Further, since Music Over The World Tool works on the basis of p2p technologies, we had to tinker while the mechanism was debugged whereby the UDP packets with the readings of the other participants were sent to the ip-address of the disconnected peer. On the service channel (a separate UDP port), a list of ip-addresses with which it is currently connected is transmitted to each participant in the online rehearsal once a second. And if one of the participants disconnected (closed the program), then a hail from the UDP packets of the main channel of audio signal samples (a separate UDP port for each participant) continued to fall on his ip-address. To avoid this, we had to introduce control of data exchange on the main channel. As well as storing a table of all ip-addresses that have ever been connected and not sending packets with audio samples to the addresses from which data has not been received for several seconds.
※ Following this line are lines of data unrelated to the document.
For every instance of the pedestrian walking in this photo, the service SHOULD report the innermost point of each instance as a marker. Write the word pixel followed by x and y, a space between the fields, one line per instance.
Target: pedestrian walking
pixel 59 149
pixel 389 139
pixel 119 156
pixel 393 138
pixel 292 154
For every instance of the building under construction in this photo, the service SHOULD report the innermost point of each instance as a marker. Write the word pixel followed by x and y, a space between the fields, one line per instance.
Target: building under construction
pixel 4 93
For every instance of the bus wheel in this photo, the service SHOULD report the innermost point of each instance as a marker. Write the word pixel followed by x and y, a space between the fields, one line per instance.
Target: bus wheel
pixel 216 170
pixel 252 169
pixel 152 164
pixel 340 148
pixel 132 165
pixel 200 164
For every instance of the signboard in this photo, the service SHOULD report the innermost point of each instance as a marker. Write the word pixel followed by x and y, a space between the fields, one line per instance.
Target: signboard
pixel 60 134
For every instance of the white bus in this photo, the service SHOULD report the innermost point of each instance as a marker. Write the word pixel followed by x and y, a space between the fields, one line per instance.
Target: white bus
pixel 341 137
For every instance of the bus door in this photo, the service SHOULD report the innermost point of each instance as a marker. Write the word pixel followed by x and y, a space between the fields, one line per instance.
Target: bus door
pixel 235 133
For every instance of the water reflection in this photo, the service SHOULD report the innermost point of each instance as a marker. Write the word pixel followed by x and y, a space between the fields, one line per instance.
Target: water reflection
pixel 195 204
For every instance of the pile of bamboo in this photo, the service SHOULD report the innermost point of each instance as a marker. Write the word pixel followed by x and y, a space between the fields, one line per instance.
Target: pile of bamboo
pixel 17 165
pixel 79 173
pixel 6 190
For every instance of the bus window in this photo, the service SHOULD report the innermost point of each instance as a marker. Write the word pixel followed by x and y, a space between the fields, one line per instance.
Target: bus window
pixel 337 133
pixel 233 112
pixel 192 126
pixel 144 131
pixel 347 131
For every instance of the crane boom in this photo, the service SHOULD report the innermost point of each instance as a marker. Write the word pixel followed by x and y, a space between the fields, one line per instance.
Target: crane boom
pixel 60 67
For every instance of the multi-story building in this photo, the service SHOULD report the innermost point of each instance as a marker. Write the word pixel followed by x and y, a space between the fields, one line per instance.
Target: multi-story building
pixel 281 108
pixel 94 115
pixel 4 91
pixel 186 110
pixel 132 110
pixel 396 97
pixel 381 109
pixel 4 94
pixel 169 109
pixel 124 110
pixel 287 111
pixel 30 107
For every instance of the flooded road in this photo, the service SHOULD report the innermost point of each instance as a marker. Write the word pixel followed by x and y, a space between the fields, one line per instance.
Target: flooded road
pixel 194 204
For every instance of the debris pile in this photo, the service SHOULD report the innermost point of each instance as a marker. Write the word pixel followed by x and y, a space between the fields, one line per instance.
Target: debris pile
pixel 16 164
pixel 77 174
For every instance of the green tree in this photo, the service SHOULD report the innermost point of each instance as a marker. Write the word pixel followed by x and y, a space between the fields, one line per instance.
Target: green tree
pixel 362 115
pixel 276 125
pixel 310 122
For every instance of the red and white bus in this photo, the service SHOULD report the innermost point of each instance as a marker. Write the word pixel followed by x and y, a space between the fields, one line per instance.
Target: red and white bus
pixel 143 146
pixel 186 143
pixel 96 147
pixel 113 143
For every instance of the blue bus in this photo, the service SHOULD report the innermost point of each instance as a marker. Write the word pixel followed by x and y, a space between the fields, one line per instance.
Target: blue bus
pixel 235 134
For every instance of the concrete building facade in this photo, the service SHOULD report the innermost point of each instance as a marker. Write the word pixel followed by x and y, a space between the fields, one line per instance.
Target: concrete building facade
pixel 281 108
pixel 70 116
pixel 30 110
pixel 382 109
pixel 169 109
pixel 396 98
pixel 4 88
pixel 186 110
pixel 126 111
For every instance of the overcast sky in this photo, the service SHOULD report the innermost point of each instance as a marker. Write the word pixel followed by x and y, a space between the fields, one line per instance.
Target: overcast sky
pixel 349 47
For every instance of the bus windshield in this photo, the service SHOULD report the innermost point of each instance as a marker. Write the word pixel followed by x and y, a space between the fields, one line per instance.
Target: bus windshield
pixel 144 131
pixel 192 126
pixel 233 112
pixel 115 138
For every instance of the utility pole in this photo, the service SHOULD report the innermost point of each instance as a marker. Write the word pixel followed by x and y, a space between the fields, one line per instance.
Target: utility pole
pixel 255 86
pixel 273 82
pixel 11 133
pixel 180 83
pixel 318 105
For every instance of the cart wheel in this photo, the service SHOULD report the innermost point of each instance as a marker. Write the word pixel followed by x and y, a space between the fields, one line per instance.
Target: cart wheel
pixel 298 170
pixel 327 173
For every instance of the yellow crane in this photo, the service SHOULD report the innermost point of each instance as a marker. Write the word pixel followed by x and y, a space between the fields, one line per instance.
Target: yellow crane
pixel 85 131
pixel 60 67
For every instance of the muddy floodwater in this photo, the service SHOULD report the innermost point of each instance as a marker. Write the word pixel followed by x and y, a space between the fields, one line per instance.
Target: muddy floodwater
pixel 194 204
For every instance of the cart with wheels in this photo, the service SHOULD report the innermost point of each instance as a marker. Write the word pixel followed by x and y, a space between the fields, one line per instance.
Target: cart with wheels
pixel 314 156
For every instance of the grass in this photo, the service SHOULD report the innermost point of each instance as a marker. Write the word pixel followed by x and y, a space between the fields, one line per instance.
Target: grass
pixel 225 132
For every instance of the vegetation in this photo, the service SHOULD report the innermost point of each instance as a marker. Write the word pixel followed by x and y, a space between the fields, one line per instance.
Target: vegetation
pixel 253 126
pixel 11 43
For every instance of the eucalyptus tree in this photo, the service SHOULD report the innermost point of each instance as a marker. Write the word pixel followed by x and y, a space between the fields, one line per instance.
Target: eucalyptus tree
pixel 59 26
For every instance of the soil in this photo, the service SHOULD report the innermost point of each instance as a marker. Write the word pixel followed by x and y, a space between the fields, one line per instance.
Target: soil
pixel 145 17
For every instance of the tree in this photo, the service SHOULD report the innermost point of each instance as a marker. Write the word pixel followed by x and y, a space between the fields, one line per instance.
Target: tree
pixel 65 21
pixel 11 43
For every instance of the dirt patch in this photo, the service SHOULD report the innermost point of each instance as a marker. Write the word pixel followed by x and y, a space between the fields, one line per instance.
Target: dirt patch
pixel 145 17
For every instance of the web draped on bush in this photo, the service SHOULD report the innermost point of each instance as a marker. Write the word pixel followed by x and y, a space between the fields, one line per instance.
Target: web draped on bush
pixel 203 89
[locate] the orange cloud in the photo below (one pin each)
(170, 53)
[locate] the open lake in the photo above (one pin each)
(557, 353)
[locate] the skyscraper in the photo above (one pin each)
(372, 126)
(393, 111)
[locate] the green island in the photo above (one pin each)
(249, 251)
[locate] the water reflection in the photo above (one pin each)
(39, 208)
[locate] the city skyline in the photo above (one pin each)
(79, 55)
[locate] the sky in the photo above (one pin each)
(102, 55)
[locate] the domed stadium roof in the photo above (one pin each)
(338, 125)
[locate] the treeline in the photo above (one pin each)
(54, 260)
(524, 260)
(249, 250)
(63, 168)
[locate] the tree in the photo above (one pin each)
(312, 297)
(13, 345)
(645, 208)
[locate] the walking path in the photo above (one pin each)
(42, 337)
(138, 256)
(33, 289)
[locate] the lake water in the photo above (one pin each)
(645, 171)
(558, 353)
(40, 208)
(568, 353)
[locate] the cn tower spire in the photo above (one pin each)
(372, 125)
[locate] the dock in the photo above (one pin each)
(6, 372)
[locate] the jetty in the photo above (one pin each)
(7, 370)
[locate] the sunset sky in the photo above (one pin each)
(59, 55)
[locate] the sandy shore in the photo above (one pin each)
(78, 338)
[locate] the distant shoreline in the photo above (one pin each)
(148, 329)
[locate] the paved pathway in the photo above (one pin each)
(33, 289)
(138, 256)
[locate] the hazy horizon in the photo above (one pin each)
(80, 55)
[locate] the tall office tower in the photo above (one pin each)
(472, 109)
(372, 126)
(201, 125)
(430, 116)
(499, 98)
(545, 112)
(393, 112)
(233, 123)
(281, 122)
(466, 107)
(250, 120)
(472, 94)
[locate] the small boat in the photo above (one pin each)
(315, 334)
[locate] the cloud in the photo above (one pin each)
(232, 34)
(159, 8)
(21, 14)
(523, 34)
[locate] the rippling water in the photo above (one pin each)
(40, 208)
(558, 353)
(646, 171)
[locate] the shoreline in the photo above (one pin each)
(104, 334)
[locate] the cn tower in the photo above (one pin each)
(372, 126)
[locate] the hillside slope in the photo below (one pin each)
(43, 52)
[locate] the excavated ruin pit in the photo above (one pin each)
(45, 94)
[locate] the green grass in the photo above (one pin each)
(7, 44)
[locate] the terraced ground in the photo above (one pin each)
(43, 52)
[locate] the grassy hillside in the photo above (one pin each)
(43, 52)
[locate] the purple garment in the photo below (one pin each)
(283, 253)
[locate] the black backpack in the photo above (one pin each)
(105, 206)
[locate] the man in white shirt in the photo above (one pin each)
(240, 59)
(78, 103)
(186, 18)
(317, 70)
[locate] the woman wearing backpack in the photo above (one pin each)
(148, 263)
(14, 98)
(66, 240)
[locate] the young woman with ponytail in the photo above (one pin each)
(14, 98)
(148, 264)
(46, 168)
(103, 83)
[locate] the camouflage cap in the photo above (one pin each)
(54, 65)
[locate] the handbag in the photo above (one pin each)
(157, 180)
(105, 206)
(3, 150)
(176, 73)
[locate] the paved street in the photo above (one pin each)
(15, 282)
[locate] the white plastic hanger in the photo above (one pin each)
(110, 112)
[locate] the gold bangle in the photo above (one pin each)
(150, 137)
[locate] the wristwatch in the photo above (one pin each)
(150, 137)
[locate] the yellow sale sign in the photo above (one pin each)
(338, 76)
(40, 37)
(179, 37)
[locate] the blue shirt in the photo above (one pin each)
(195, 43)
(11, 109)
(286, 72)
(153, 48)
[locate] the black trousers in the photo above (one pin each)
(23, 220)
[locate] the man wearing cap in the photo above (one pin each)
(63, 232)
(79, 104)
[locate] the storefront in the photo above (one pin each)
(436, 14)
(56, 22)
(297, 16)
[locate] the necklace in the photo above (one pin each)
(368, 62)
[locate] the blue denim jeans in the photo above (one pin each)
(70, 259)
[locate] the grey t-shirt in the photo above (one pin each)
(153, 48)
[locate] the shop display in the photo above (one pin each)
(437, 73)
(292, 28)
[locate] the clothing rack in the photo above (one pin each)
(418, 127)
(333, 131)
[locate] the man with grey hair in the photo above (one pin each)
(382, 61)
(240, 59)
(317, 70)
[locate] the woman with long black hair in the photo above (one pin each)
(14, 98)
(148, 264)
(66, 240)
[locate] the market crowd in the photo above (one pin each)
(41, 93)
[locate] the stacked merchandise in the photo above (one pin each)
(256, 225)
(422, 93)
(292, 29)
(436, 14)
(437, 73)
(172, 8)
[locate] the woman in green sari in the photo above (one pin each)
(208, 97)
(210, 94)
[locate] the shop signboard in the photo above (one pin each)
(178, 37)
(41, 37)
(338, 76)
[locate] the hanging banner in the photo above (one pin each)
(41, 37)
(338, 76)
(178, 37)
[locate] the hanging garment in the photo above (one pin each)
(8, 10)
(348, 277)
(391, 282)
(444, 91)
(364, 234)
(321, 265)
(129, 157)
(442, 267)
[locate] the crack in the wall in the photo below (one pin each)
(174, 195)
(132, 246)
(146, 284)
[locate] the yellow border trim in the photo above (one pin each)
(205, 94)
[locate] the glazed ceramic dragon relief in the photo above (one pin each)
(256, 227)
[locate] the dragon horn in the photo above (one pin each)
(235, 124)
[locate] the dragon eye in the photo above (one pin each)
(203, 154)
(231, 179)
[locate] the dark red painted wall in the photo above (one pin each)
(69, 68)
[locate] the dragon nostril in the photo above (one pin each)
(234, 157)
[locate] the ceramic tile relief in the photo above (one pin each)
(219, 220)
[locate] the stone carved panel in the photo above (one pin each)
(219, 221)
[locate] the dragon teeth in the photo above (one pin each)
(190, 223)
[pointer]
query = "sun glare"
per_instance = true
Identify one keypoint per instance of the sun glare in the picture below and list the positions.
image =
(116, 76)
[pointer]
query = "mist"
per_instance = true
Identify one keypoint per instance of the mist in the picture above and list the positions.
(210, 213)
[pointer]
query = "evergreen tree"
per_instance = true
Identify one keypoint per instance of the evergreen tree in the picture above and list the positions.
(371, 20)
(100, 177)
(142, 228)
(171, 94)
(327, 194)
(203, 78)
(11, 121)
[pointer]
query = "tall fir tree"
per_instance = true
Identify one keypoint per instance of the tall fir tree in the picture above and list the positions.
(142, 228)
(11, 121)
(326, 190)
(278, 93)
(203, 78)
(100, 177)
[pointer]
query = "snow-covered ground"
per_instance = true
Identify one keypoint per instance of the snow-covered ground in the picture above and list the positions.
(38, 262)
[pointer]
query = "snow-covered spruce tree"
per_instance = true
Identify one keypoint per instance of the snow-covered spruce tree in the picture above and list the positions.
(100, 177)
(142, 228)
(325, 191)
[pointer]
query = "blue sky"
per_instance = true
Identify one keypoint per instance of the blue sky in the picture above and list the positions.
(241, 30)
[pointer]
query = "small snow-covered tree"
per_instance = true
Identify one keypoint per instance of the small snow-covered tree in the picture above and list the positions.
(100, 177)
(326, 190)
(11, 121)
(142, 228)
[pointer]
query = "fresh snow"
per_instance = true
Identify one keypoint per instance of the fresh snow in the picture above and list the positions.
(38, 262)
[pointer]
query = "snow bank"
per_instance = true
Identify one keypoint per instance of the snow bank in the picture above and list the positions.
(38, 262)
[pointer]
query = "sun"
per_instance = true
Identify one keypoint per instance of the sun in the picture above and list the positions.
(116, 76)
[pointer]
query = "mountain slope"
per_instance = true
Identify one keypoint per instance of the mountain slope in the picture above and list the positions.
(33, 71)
Another important difference from other programs is integrated VST support, and even VSTi (which is connected indirectly, via VST FLStudio). Those. From this program, you can hang up a handler, and, for example, your played chord will sound like on an overloaded electric guitar. You can also connect a MIDI keyboard and play VSTi-instruments. And all without the need to think of routing audio signals or run third-party programs (except for the need for a VST version of FLStudio to support VSTi).
Speaking of audio routing. Netduetto comes with a great driver that can replace VAC that has gotten blunt (in VAC, switching the input to the input occurs at the top level of abstraction through a separate Windows application, which takes more resources and less efficiently and elegantly than in the Yamaha driver, where the output switching to input occurs inside the driver kernel). In addition to its main purpose (in Netduetto, the entire output of the ASIO driver is duplicated to it, which is useful, for example, when broadcasting this audio to the Internet) you can connect the DAW output to the input of at least Netduetto or Music Over The World Tool.
It is done this way.
DAW starts, ASIO4ALL is selected. In the settings ASIO4ALL for DAW set:
- input channel - input channel of the sound card;
- output channel — the output channel of the Yamaha virtual audio device.
In the settings of Netduetto or Music Over The World Tool, ASIO4ALL is selected with the settings:
- input channel — the input channel of the Yamaha virtual audio device;
- output channel - output channel of the sound card.
In addition, you can install more than one copy of these virtual audio drivers.
If someone has read this far, but at the same time he hardly imagines what it is and why. These are the implementations of technologies that make distances invisible. You can sit at home in front of a computer and play music with friends who are many kilometers away as if they were in the same room with you. With CD-audio quality.
PS: History. Long times ago ... Several years ago, our compatriots had already created a similar program. But then there was neither ASIO, nor the modern Internet. Initially, the program was called Omnimusic , then it became the Musigy project. At the moment, no trace of that project was found on the Internet.